仮想幕末、紅夜叉という人斬りの噂が世間を賑わしていた。役人ばかりを狙う彼は、帝府に不満を抱く反乱組織・忠軍の一員だったが、その正体は女なのであった。帝府直轄の治安維持組織・輝真組との繋がりを得た彼女は、忠軍の低迷状態を打破すべく彼らに接触し、情報を探ることとなる。
各登場人物に、組織の一員としての顔と、そうではない人間としての顔があるのが魅力的です。
昼間の彼女・彼たちは明るく無邪気で、平和・仲良し・元気・賑やかといった言葉が似合うような関り合いをしています。恋の予感すら覚える、コメディパートです。
しかし夜になれば一変。巴は人斬りとして暗躍し、輝真隊はそれを斬らねばならない敵となります。冷たく鋭い緊張感に満ちた、シリアスパートです。

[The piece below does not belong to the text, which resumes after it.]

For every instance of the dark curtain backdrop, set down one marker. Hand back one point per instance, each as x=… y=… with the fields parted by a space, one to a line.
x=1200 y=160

この温度差がすごくて、読んでいてピリッとなりました!
巴と輝真隊が仲良くなっていく様には、ほっこりすると同時に、緊張感が高まっていきました。正体がバレてしまうのか?戦ってしまうのか?と距離が縮まるほどにハラハラしました。
昼の顔を知り、情が芽生えるほどに増していく葛藤。自分の感情ではなく組織を優先させねばならない、相容れない立場の両者には、この先どんな未来が待ち受けるのでしょうか……!
ネタバレを避けるとこのくらいしか書けないのが口惜しいです。未読の方はぜひ実際に読んで、この温度差や徐々に高まる緊張感などを体験してみてください。